Foi dele a primeira ameaça no D. Afonso Henriques. Danilo entregou a bola e Renato fletiu para o centro antes de rematar contra Rafa. Aproximávamo-nos dos dez minutos, tínhamos o primeiro aviso de um lado e o primeiro susto do outro, com Beto a comprometer mas Portugal a salvar-se a custo. As rédeas eram portuguesas, o domínio da posse de bola também e apesar de Dragowski ter conseguido ameaçar Beto - grande defesa do guardião - não houve grande surpresa por o primeiro golo ser português, mesmo perante aparente dificuldade em fazer a bola chegar a zonas de finalização.

 

Não dava de bola corrida, foi de bola parada, com Renato Sanches a assumir a cobrança de um canto e a dar à bola um efeito exemplar que permitiu a André Silva desviar no alinhamento do primeiro poste, com um desvio que seria sempre difícil para Szczesny travar.
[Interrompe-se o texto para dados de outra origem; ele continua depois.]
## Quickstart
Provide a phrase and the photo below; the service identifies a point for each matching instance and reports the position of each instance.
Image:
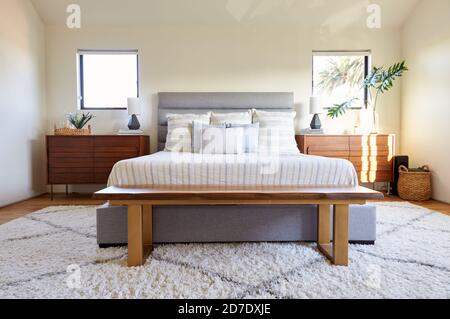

Também de bola parada, a Polónia ameaçou ainda no primeiro tempo o empate, mas a trave da baliza de Beto negou o golo a Kedziora antes de o próprio guardião português voltar a destacar-se perante a ameaça de Frankowski.

 

Castigo a dobrar

 

A equipa polaca, já despromovida à Liga B, tinha ainda um objetivo a não ignorar: caso não perdesse, garantiria o estatuto de cabeça-de-série no próximo apuramento para o Europeu. Sem demonstrar mais talento do que Portugal - longe disso, até porque não havia Lewandowski - a Polónia parecia pelo menos demonstrar mais vontade no arranque do segundo tempo e depois de ameaças de Grosicki e Frankowski soube aproveitar um erro crasso português.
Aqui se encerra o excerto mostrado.